Его снова «перемкнуло». Забыв о моем присутствии, он стал, как истукан. Потом поёжился, пошевелил в карманах руками и снова замер. Ни дать ни взять – мультяшный Винни Пух после падения с дуба. Через минуту он забавно чмокнул воздух и выдохнул:
– Н-нда-а-а-а… И тем не менее.
– Послушайте. Я видела в передаче «Говорыть Украина», как девушку с ДЦП, лежачую, совсем плохую родители отдали в интернат, а многодетная семья её забрала. Там ей хорошо. Теперь у  овоща, как вы выражаетесь, есть сестры и братья, которые с ней разговаривают, читают ей книжки и попутно сами учатся добру. А в интернате дети-инвалиды развиваются, общаются друг с другом, проходят обучение по специальной программе. ДЦП – это не умственная отсталость. Некоторые сочиняют, занимаются литературным трудом. Другие, владея хотя бы одной конечностью, могут рисовать, изготавливать различные поделки, даже вышивать. Инвалиды участвуют в выставках. То, что они создают, если можно так сказать, своими руками, посетители с удовольствием покупают.  Зачастую люди с ограниченными возможностями сами себя материально обеспечивают.
– В интернат мать ни в какую не согласна. Вцепилась в своё детище так, что клещами не отдерёшь, – проговорил мой собеседник и утонул в раздумьях.

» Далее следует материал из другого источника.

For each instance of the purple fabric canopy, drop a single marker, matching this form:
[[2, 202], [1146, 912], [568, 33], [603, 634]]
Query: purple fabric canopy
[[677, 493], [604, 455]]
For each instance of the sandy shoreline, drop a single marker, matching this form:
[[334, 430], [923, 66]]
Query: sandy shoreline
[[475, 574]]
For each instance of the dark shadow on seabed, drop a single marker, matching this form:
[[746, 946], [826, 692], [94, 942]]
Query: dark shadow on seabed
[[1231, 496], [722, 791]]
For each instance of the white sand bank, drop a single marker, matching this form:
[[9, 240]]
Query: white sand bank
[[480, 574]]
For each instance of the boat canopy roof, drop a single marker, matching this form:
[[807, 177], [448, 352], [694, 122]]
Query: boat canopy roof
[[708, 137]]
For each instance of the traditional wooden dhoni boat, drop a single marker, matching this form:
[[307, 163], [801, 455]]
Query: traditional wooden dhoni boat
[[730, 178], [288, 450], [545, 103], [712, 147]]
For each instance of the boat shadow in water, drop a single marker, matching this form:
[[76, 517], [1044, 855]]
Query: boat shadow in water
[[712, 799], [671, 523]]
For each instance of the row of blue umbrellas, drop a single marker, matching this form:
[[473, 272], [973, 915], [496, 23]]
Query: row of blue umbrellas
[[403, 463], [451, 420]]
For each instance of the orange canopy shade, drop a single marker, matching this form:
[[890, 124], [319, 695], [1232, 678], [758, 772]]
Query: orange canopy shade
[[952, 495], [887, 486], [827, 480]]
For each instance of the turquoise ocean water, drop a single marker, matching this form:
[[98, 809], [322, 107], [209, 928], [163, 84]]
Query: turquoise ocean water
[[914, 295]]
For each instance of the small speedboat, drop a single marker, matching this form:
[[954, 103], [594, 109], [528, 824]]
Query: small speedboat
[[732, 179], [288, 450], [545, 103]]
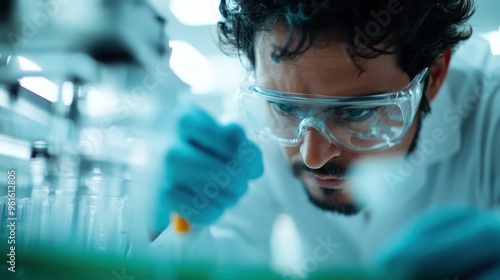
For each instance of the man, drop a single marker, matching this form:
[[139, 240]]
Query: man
[[334, 83]]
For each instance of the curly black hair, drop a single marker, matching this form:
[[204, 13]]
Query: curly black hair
[[416, 32]]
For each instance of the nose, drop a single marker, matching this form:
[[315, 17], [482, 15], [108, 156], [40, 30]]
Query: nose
[[316, 150]]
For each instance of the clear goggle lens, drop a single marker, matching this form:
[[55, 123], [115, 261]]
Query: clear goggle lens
[[366, 123]]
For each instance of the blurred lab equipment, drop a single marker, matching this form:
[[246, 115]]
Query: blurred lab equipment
[[85, 96]]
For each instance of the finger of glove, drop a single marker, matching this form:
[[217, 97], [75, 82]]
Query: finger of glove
[[200, 198], [187, 165], [202, 131]]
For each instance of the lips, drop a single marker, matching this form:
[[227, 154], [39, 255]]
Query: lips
[[327, 182]]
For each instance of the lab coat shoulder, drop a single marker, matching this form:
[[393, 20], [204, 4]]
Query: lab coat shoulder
[[475, 88]]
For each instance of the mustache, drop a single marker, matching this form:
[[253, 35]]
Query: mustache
[[330, 169]]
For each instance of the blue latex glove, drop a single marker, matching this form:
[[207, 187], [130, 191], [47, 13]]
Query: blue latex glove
[[208, 167], [451, 242]]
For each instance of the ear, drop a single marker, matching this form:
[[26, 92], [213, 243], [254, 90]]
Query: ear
[[437, 74]]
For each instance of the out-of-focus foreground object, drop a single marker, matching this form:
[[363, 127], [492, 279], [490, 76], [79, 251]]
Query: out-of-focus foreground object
[[85, 98]]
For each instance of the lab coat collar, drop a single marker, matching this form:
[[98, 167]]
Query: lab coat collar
[[440, 136]]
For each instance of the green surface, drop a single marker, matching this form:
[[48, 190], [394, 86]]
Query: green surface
[[72, 265]]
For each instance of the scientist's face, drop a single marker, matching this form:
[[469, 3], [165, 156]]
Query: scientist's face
[[322, 166]]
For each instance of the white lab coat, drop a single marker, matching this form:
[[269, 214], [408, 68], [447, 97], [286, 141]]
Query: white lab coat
[[460, 163]]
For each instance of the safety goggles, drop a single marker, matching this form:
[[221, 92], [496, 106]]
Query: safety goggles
[[359, 124]]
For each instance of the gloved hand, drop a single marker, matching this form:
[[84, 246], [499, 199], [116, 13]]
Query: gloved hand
[[451, 242], [207, 167]]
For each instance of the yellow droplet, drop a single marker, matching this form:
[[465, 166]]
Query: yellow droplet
[[180, 224]]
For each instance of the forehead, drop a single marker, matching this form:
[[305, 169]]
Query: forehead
[[325, 70]]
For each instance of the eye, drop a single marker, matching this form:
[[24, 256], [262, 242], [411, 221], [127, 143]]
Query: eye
[[357, 114], [284, 109]]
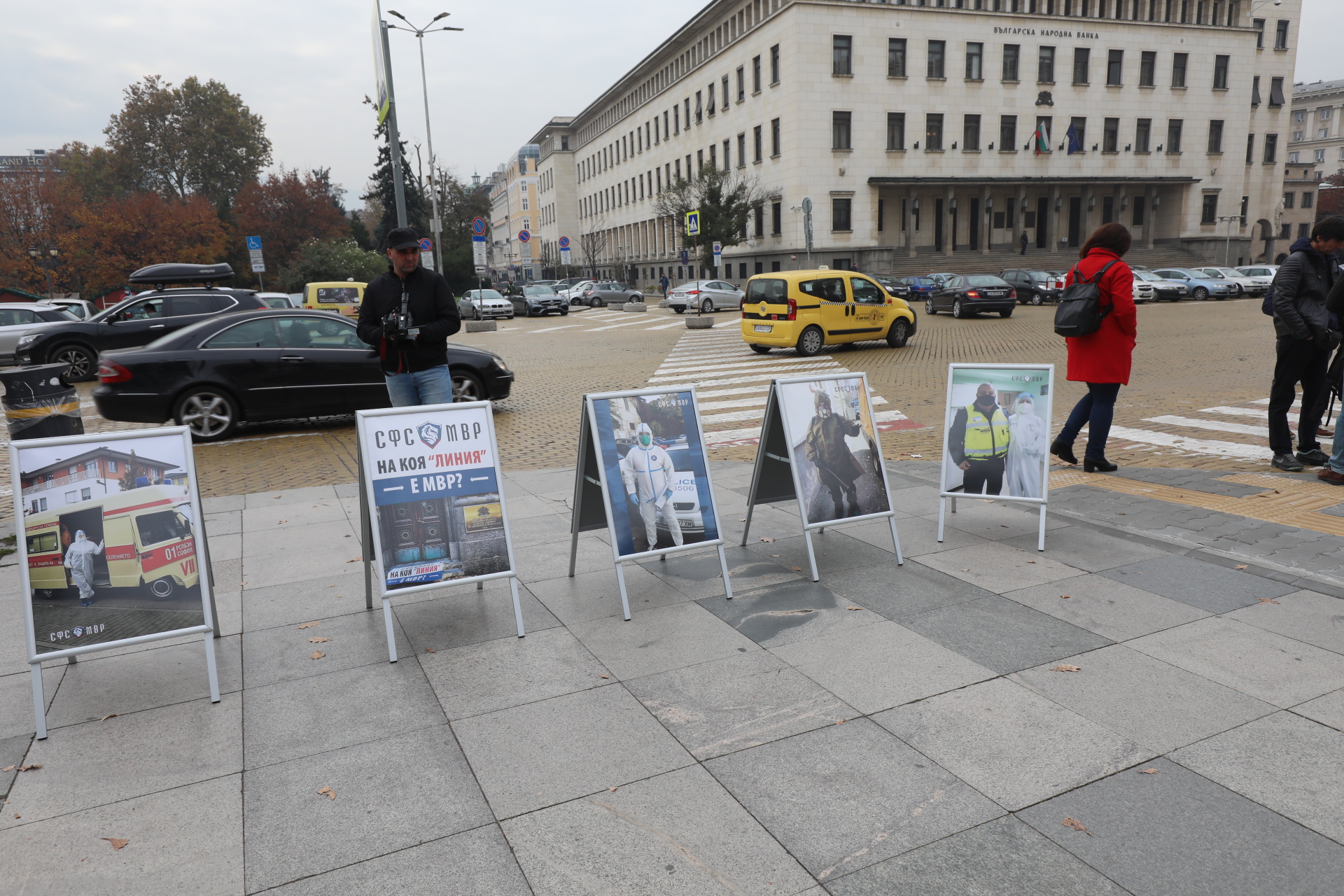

Он слегка наклонил голову, и угол его зрения на свет божий невольно изменился. Этого было достаточно, чтобы жидкий сумрак, разбадяженный февральской моросью, проник в зазеркалье очков. Он оголил глубоко затаившиеся глазки-крючки, которые зацепили что-то плотно свёрнутое во мне и потащили наружу. Я стала говорить, разматывая нить повествования о тех, кого встретила на перекрёстках моей жизни.

– Молодая киевлянка Оксана Пироженко и её мама продали столичную квартиру, дачу – всё, чтобы переехать на ПМЖ в Крым ради своего мальчика. Малыш родился совершенно здоровым. Но через некоторое время детский организм перестал усваивать кальций и с годами ребёнок превратился в уродливую куклу со спичечными конечностями, несоразмерно большой и очень умной головой. Папаша удрал, заново женился и родил нового, уже здорового сына. А мать и бабушка не убежали от испытания, повели себя достойно, окружив мальчика любовью и заботой. Любая женщина привязана к своему ребёнку, неважно, болен он или здоров.
 
Материнство – это навсегда. И здесь в первую очередь стоит вопрос не о том, будет ли польза от инвалида стране, а о том, как страна относится к своим беззащитным гражданам – старикам, детям, людям с ограниченными возможностями. Имеет ли право государство называться гуманистическим и демократическим? Разве не оно обязано оказывать помощь нуждающимся? Неужели эти прописные истины кому-то ещё не известны?

Стёпа Гончаренко едва различает дневной свет. Его трудовой стаж начался с изготовления электрических розеток в одном из ООО. Когда директор фирмы заметил певческий талант своего работника, то предложил ему место в фабричном клубе.  Стёпа заочно поступил в КУКИТ, выучился, стал прекрасным вокалистом, побывал на гастролях заграницей, получил звание заслуженного работника культуры Украины.

У Руслана Семейкина двигательная функция ног оказалась, фигурально выражаясь, недостаточной для бега и танцев. Однако парень не потерялся в этой жизни, стал музыкантом, сколотил группу, занялся концертной деятельностью. Водит автомобиль, управляет музыкальной аппаратурой, пишет треки в домашней студии. Сейчас работает со Стёпой в Симферополе и на ЮБК. Оба уличные музыканты.

Мустафа Муртазаев родился без кистей рук в семье художников. Певец, художник. Участвует в выставках картин. Учится в Киевской художественной академии. Работает в столице Крыма и на южном побережье.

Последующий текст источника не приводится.